My friend Jane Struthers, who has died of cancer aged 70, devoted her career in university admissions to expanding the educational opportunities of young people from less affluent and multi-ethnic backgrounds.
She was born in Doncaster, the youngest of three children of John Minto, a bus driver, and Kathleen (nee Cook). Her parents divorced when Jane was young, and she was brought up by her mother with help from her maternal grandmother. It was here, in a mining area of South Yorkshire, that Jane developed her strong political views. For most of her life she was a member of the Labour party.
Jane attended Mexborough grammar school where she became head girl and a member of the debating society. Between 1969 and 1972 she read economics at Newnham College, Cambridge. I remember meeting her on our first day. Tall and attractive, Jane was never overawed by the more privileged members of the university, often holding court at coffee breaks in the faculty library. At Cambridge, she met Stephen Struthers, a fellow student, and they were married in 1977.

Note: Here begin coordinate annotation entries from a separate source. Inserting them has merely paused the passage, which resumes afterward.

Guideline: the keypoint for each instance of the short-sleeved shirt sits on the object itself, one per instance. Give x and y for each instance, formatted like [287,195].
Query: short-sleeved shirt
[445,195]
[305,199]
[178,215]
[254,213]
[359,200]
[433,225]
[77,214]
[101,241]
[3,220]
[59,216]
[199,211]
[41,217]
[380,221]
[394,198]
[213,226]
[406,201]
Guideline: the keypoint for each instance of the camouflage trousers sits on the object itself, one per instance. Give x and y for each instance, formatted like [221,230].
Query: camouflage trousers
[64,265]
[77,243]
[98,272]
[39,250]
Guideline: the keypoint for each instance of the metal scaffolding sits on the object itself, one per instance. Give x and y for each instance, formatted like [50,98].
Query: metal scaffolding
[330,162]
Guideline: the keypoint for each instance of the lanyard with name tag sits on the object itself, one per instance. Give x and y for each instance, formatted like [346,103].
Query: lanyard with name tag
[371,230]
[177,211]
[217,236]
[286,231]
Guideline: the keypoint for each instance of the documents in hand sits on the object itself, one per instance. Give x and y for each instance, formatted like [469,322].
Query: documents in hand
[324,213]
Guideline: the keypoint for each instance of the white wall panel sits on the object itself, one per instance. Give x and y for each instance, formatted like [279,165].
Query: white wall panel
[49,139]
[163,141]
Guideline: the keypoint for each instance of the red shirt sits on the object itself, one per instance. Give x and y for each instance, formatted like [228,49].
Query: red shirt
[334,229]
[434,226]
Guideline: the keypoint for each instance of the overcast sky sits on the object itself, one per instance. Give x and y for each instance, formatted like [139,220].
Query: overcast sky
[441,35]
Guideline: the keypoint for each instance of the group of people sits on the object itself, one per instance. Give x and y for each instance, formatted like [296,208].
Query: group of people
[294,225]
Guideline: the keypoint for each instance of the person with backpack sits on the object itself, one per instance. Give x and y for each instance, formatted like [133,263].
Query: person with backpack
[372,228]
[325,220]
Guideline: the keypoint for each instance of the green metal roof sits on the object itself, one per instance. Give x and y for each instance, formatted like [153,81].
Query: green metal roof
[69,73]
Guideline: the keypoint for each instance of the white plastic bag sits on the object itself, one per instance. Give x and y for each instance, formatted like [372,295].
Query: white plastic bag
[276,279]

On graduating, Jane worked at the British Council before moving to Keele University in 1974. There she became involved with student admissions, to which she devoted the rest of her career. In 1988 she moved to Oxford University, in due course becoming director of undergraduate admissions. This was a demanding role, requiring highly tuned administrative and diplomatic skills, liaising between the university, colleges and academic departments.

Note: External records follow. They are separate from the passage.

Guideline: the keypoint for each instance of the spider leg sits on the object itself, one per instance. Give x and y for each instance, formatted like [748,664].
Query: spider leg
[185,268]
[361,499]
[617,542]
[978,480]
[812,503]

There was also an important external dimension to her work, with periodic maelstroms of media interest that she had to field – most notably in 2000 when Laura Spence, a high-flying state-school pupil, failed to secure a place for medicine. Jane was passionate about widening access to the university, and used the public scrutiny to promote it.

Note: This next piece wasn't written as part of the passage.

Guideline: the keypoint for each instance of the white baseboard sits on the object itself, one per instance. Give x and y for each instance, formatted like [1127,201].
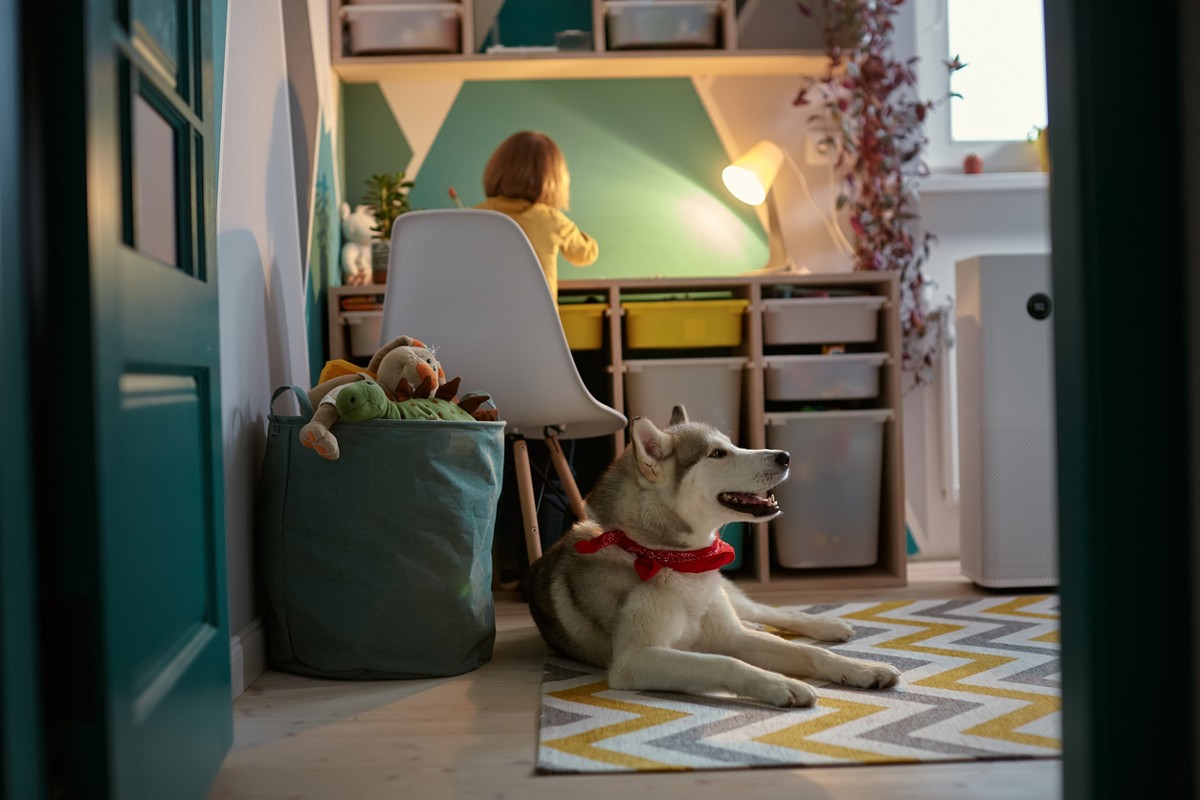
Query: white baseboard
[247,655]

Schools’ liaison work was strengthened and she was instrumental in setting up the first summer schools programme with the Sutton Trust, which gave students from less privileged backgrounds an insight into life at Oxford. With Cambridge, she established annual conferences at major sports grounds around the country to debunk misconceptions that may deter bright students from applying to Oxbridge.
In 2005 Jane underwent surgery to remove the first of two brain tumours. Following a lengthy rehabilitation, she retired from the university but continued to live an active life, volunteering for a number of local organisations. She and Stephen hosted language students and they also became “education guardians”, taking care of two boys on scholarships from Hong Kong; both are now at university and owe much to Jane’s guidance and support.
Jane bore her final illness with the same stoicism and courage she had always shown. She was warm, funny, generous and a wonderful friend.
She is survived by Stephen, their children, William and Harriet, and four grandchildren, Lucie, Arthur, Henry and Raphael, and her brother, John.